Programming Model

Ports

Each port maps to a VM or VNIC (virtual NIC). VFP filters traffic from and to a VNIC by attaching a set of policies to each port.

Each port can scale up to 500k concurrent TCP connections, after which state tracking is considered prohibitively expensive.

Layers

VFP divides a port’s policy into layers.

Packets traverse layers in the opposite order when inbound than when outbound. This implements an address space boundary, with all packets above “VIP→DIP NAT” in “DIP Space”, and packets below it in “VIP Space”.

Groups

Groups are the atomic unit of policy in VFP, which means transactional update of policy happens at this level.

Groups can have global conditions, which let packets pass through, traversing further groups.

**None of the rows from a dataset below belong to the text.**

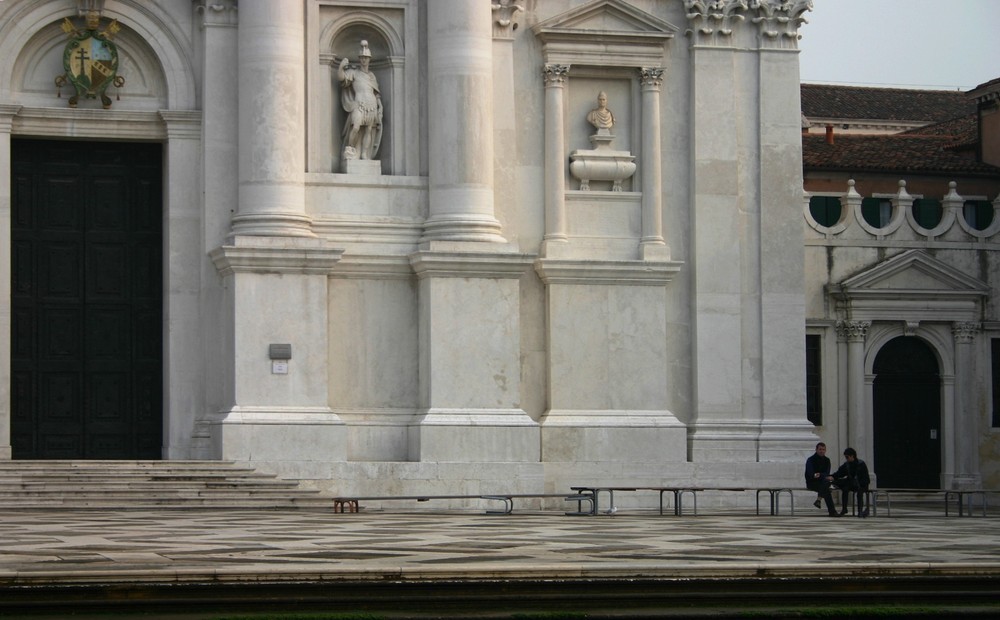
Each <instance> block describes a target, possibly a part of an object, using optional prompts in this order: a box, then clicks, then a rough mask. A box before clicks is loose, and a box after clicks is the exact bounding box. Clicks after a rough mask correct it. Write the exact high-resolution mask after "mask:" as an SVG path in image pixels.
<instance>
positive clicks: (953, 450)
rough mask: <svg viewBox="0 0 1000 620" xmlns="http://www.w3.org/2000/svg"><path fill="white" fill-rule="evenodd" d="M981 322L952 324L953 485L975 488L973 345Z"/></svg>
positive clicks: (979, 328) (978, 434) (976, 432)
mask: <svg viewBox="0 0 1000 620" xmlns="http://www.w3.org/2000/svg"><path fill="white" fill-rule="evenodd" d="M980 328H981V326H980V324H979V323H973V322H960V323H954V324H953V325H952V326H951V333H952V335H953V336H954V338H955V382H956V385H955V431H954V437H952V438H951V442H952V444H953V445H954V448H953V451H954V454H955V477H954V479H953V484H954V486H955V487H958V488H961V487H974V486H977V485H978V483H979V482H980V473H979V428H978V425H977V424H976V412H977V411H978V410H979V408H978V407H977V406H976V401H975V397H974V395H975V394H976V388H975V385H976V368H975V362H974V359H975V356H974V344H975V340H976V335H977V334H978V333H979V331H980Z"/></svg>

Groups are processed sequentially within a layer. Usually the last group matched is selected for processing. However, if a rule is marked “terminating”, it will be applied immediately without traversing further groups.

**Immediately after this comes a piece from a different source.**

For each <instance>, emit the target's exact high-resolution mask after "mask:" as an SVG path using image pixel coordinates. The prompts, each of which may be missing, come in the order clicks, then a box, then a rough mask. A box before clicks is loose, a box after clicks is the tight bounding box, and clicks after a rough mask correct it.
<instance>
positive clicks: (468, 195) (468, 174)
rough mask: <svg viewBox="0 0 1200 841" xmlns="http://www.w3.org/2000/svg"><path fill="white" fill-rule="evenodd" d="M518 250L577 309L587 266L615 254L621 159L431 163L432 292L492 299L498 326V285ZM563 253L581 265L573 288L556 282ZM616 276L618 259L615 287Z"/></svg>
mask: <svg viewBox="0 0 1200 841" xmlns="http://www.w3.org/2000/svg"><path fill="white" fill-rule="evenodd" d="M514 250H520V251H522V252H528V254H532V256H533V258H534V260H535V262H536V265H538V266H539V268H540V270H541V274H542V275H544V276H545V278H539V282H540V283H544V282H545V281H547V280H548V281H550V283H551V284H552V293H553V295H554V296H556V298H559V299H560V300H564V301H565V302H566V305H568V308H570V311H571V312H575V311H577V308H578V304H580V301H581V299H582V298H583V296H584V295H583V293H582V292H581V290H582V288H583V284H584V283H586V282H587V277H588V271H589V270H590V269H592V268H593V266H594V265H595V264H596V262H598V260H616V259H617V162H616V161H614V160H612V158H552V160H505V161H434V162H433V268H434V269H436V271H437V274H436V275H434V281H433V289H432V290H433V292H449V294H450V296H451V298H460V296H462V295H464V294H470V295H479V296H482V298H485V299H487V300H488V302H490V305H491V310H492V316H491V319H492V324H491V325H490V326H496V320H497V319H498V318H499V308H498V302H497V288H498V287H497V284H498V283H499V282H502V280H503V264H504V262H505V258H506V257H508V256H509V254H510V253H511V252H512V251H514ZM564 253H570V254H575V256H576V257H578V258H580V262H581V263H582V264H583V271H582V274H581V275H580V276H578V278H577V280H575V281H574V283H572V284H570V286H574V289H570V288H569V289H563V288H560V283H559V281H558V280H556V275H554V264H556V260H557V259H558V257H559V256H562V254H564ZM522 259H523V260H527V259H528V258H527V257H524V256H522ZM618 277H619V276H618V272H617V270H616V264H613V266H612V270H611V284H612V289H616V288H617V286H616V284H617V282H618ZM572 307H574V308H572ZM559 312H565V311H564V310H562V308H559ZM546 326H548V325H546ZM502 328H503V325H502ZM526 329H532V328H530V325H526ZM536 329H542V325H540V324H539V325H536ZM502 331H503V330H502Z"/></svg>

This is similar to PF Firewall’s rule evaluation, with the exception that within each group only the highest priority rule that matches the packet is selected.

Unified Flow Table

The action for a UFID (identifier for a unique flow) is relatively stable over the lifetime of a flow, so the UFID can be cached with the resulting HT (Header Transposition). The resulting flow table is called the Unified Flow Table (UFT).

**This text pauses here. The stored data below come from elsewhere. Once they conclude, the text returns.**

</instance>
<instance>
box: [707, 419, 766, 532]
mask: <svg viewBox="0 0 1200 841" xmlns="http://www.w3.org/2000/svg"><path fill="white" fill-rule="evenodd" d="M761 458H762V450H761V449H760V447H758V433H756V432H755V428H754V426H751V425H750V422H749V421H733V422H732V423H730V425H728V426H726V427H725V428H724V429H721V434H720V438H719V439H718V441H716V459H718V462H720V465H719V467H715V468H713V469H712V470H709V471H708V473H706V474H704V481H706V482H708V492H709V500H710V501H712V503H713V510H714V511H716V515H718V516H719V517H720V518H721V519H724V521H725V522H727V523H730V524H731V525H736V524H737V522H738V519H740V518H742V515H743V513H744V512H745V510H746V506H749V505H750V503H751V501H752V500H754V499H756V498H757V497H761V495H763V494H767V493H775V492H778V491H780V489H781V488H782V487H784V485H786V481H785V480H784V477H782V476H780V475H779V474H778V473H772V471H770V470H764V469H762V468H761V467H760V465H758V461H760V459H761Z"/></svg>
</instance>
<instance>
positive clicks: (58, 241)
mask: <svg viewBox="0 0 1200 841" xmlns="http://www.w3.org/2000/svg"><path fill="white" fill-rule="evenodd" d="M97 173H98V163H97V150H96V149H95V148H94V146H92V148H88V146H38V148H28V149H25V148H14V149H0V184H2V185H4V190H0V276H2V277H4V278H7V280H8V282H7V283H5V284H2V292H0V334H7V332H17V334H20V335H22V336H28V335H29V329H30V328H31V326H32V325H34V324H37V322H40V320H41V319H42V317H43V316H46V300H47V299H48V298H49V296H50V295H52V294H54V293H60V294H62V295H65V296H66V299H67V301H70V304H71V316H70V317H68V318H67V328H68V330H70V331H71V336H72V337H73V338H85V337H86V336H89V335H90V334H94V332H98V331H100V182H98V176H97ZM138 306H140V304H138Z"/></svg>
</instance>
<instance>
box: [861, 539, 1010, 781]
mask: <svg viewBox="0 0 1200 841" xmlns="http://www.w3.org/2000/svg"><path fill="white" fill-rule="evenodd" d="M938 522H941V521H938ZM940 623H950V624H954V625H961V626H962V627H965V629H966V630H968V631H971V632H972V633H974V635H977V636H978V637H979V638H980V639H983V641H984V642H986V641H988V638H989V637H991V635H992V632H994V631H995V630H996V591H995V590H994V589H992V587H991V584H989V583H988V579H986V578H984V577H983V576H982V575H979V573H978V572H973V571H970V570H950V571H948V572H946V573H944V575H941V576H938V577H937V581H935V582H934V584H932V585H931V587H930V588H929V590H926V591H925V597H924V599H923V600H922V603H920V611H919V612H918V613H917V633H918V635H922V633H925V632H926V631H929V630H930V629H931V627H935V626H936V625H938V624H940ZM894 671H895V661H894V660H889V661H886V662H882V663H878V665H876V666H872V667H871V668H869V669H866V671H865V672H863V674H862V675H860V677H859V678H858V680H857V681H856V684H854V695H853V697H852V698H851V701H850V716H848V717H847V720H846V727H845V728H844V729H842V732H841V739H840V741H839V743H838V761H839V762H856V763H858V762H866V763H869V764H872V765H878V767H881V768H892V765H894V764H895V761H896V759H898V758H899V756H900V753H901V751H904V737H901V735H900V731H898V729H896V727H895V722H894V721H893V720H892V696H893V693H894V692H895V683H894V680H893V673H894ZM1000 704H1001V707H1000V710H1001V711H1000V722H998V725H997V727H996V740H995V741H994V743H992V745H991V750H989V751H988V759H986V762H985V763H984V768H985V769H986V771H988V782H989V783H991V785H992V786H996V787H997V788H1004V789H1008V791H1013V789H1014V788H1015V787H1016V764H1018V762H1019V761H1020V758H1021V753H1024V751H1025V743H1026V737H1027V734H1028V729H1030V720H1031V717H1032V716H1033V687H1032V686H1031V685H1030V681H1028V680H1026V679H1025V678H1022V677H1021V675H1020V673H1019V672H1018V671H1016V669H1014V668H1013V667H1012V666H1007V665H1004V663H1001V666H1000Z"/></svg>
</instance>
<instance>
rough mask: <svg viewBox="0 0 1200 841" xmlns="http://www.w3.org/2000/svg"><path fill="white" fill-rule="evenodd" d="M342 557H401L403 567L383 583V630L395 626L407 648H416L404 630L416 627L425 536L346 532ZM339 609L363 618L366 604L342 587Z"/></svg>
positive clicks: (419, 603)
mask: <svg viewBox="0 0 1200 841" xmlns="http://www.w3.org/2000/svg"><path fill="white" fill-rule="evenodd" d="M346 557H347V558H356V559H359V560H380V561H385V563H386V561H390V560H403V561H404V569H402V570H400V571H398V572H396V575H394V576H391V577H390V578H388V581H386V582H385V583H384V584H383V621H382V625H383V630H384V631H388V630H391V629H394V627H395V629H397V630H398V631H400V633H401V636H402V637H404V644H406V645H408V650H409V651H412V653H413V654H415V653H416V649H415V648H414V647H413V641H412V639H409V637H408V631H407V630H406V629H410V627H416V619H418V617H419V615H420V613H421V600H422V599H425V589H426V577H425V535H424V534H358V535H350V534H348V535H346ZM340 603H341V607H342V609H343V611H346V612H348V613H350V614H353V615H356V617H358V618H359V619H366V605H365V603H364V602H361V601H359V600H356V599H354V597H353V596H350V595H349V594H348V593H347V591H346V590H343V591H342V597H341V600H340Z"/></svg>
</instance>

With the UFT, only the first packet of a TCP flow has to go through the slow path of running the transposition engine. Subsequent packets have the cached HT action applied directly.

UFT dramatically improves VFP performance, especially with Azure Accelerated Networking offload.

Reconciliation

Each UF (unified flow) is tagged with the current generation number of the port at creation time. If a matching UF whose generation number is less than the port’s current number, lazy reconciliation is performed.